Tuesday, March 9, 2010

How to Succeed in Business

When advising people on the right attitude to take during a job interview, I usually fall back on my favorite slogan: Don't sell yourself. Buy them. Link here, with links to other posts.

Today, I came across a true story about two young analysts who join a financial firm. One works very hard at selling himself... that is to say, asserting his importance, hanging out with senior executives, and producing good results. The other works very hard at buying the company, its organization ant its culture. He spent his time learning about the company, taking on additional responsibilities, and managing difficult situations..

One of them was rewarded by a larger bonus and increased responsibilities; the other, not.

If this topic interests you, I recommend it heartily to your attention. Link here.


Robert Pearson said...

Great piece, thank you for pointing it out!

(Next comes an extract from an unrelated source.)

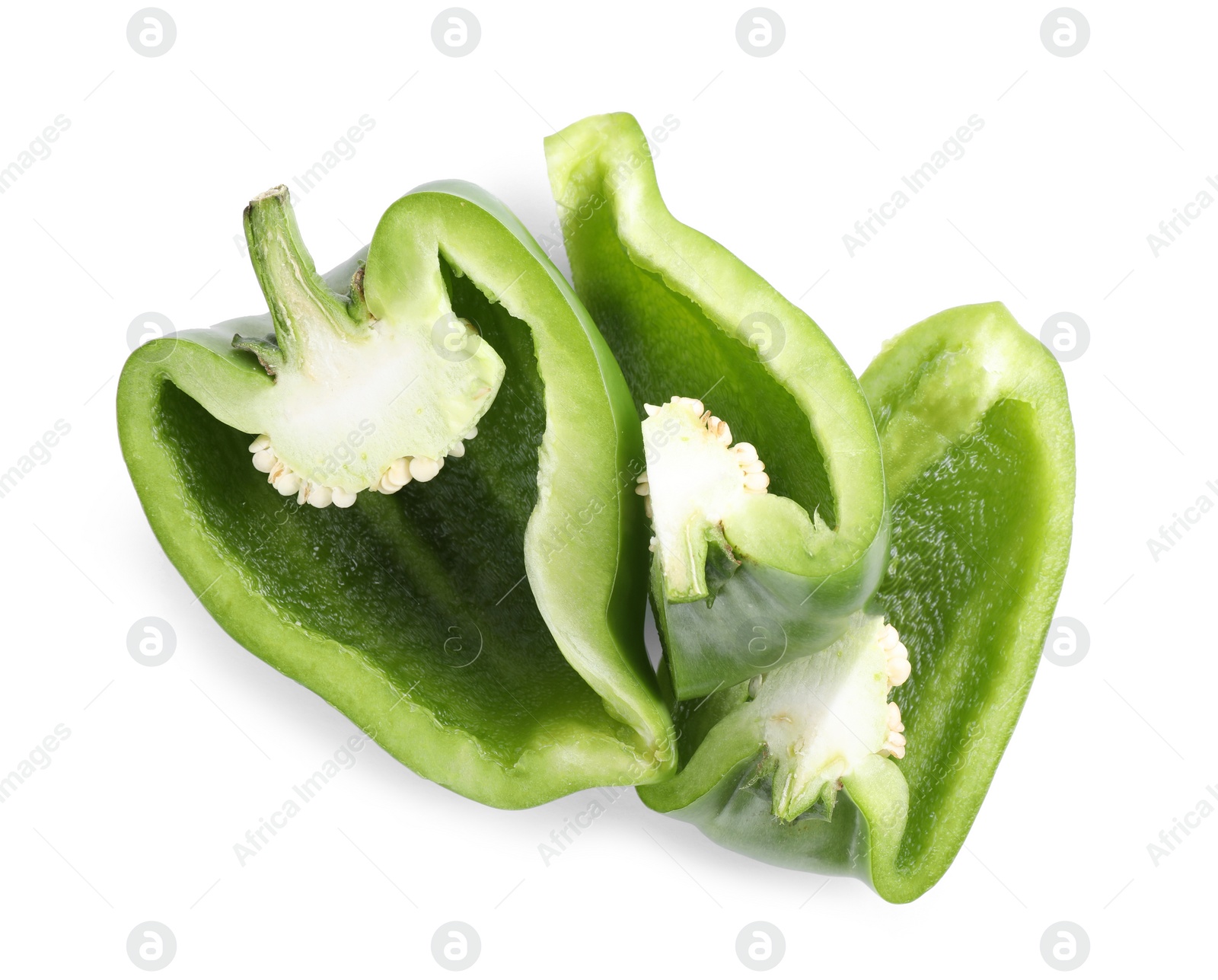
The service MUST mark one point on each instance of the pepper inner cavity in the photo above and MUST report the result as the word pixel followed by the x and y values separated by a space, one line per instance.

Stuart Schneiderman said...

You're welcome... glad you liked it; hopefully, some people will find it useful.

Weary G said...

"But at least understand the situation for what it is: a trick to engage women in sex without emotion or commitment."

I'm sorry, I am not understanding this.

The situation you present is one which two adults come to an agreement of what their interaction involves. (Let's say 'interaction' since relationship is reserved for something else you define.)

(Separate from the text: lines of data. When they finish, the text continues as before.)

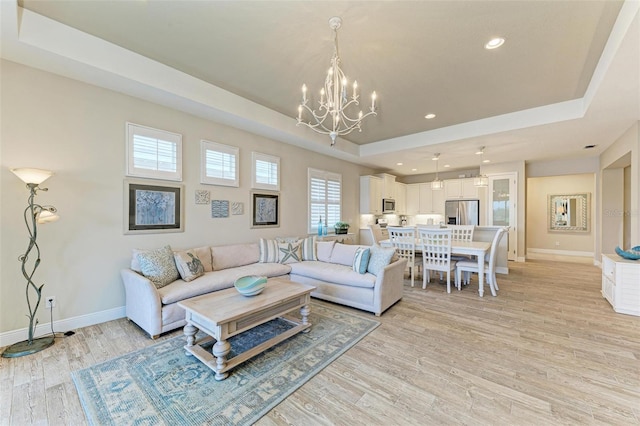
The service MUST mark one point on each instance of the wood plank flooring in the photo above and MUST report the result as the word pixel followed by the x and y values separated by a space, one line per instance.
pixel 548 350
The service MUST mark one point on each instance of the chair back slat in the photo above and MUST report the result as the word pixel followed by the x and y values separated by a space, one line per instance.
pixel 461 232
pixel 436 248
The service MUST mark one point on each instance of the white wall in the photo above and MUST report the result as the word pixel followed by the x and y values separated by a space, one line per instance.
pixel 78 131
pixel 539 238
pixel 625 152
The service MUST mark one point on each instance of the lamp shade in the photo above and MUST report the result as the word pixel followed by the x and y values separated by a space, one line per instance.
pixel 36 176
pixel 46 216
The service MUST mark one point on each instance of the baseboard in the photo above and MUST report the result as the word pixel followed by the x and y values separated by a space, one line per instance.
pixel 561 252
pixel 11 337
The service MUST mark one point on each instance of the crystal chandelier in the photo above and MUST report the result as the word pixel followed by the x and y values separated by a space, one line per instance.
pixel 331 116
pixel 481 180
pixel 436 184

The man states exactly what the deal is, as does the woman, and they are in complete agreement.

Yet, somehow it comes down to a 'trick' played on the woman, and the man taking advantage of her, because the woman imagines it to be something else.

Sorry, but this seems to reduce women to the level of children, not responsible for their decisions and actions.

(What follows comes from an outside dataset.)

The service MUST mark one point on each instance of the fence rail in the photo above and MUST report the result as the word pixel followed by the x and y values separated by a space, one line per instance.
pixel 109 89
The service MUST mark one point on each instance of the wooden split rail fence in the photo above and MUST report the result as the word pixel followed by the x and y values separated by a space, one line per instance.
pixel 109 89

It also seems to place all of the responsibility on men for male/female interactions.

Am I missing something?

Stuart Schneiderman said...

I'm assuming that Weary G's comment refers to the next post, the one on Friends with Benefits.

Clearly, he points out the most interesting moral issue here. If a woman consents to participate in an activity that she later decides is not in her best interest, I can imagine that she sees herself as having been tricked.

Surely, she is responsible for her decisions and her actions.

What I am trying to say is that just because she agrees, voluntarily, to do something that does not make it right or good for her.

If she consents to a situation that is not in her best interest because the culture or her peers are touting its benefits, then surely she is still responsible for her decision.

But that does not in itself make it a good decision or a decision that is right for her.